He was just helping them have a nice nap


There it is.

Bill Cosby admitted in 2005 that he got quaaludes with the intent of giving them to young women he wanted to have sex with, and that he gave the sedative to at least one woman and “other people,” according to documents obtained Monday by The Associated Press.

“Have sex with” isn’t quite the right way of putting what he wanted to do to the luded women.

The AP had gone to court to compel the release of the documents from the deposition in a sexual abuse lawsuit filed by former Temple University employee Andrea Constand — the first of a cascade of sexual abuse lawsuits against him. Cosby’s lawyers had objected on the grounds that it would embarrass their client.

Cosby settled that lawsuit under confidential terms in 2006.

So…there could be more lawsuits in his future?

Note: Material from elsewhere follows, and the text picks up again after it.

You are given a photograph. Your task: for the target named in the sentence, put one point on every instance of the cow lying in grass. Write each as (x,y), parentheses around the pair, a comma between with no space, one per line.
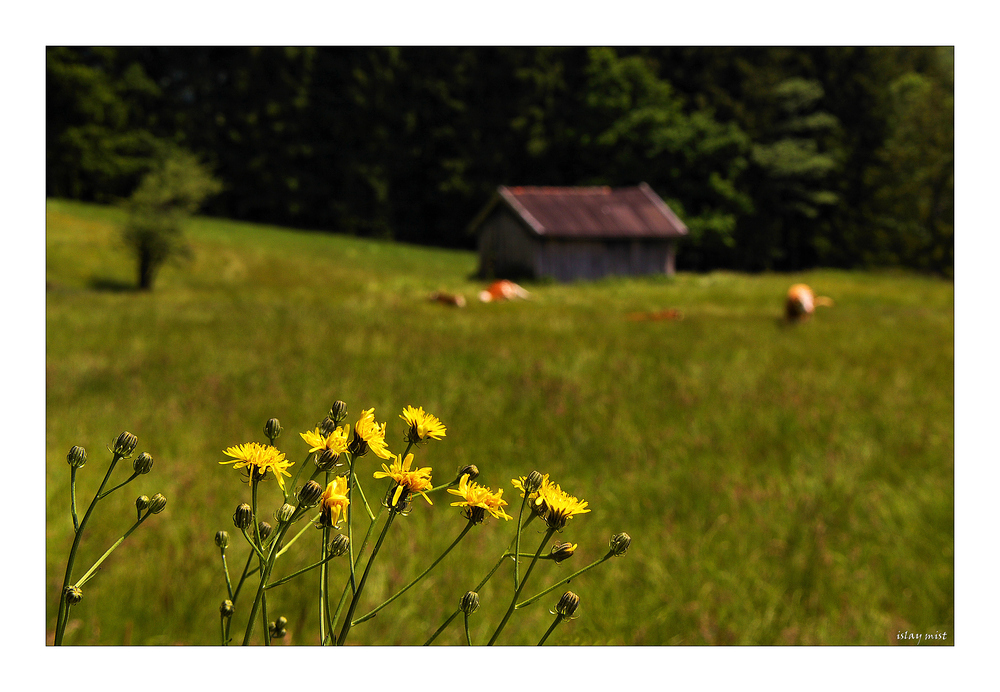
(801,303)
(502,290)
(445,298)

Cosby, 77, has been accused by more than two dozen women of sexual misconduct, including allegations by many that he drugged and raped them in incidents dating back more than four decades. Cosby has never been criminally charged, and most of the accusations are barred by statutes of limitations.

Criminal accusations; that doesn’t mean civil suits are barred.

Cosby, giving sworn testimony in the lawsuit accusing him of sexual assaulting Constand at his home in Pennsylvania in 2005, said he got seven quaalude prescriptions in the 1970s. The lawyer for Constand asked if he had kept the sedatives through the 1990s — after they were banned — but was frustrated by objections from Cosby’s lawyer.

“When you got the quaaludes, was it in your mind that you were going to use these quaaludes for young women that you wanted to have sex with?” lawyer Dolores M. Troiani asked.

“Yes,” Cosby answered on Sept. 29, 2005.

But it was just a “joke.” There must be no witch hunt.

Cosby resigned in December from the board of trustees at Temple, where he was the popular face of the Philadelphia school in advertisements, fundraising campaigns and commencement speeches.

Witch hunt! Lynch mob! Fired from his job over a joke!

Comments

  1. says

    Donald Trump’s important analysis of this news is that Cosby isn’t handling this very well, and he’s getting bad advice on public relations.

    When Trump is trashing your public relations, really, I’m not sure what that means. I look out upon the field where my snark doth grow and see that it is barren.

  2. Nathan Tyree says

    I think that you detract from the heinous and horrific nature of this by drawing parallel with the Tim Hunt affair. Hunt’s (obviously) misogynistic and stupid utterances were distasteful, and stupid. The public outrage was deserved. Dawkins’ response was over the top (I respect the man greatly, but he is off the rails here). None of this rises to the level of the Cosby crimes. Cosby seems to have committed many, many, many rapes. These are acts of terrible, destructive violence. If we conflate the two we lessen the import of the latter.

    Just my opinion in this matter.

  3. Johnny Vector says

    Well at least now we know we can believe the story, since we have more than just the claims of a bunch of feeemales.

  4. says

    I didn’t draw a parallel with the Tim Hunt affair. Hunt is only the latest in a long series of accusations of “witch hunts.” Those accusations fly around even when the issue is murder (Elliot Rodger).

  5. johnthedrunkard says

    I cringe at the comparison to Hunt. …at first.

    How parallel are the ‘witch hunt’ howls, with the defense of Cosby’s privilege as a Big Positive Role Model? Only the categorical refusal to perceive bad intent is perfectly matched. From there on, a smorgasbord of status quo rationalizations and preemptory ‘offense-taking.’

  6. says

    Point well taken. I initially read the “witch hunt” remarks as connected to the Hunt incident. Perhaps I was hasty at drawing that connection.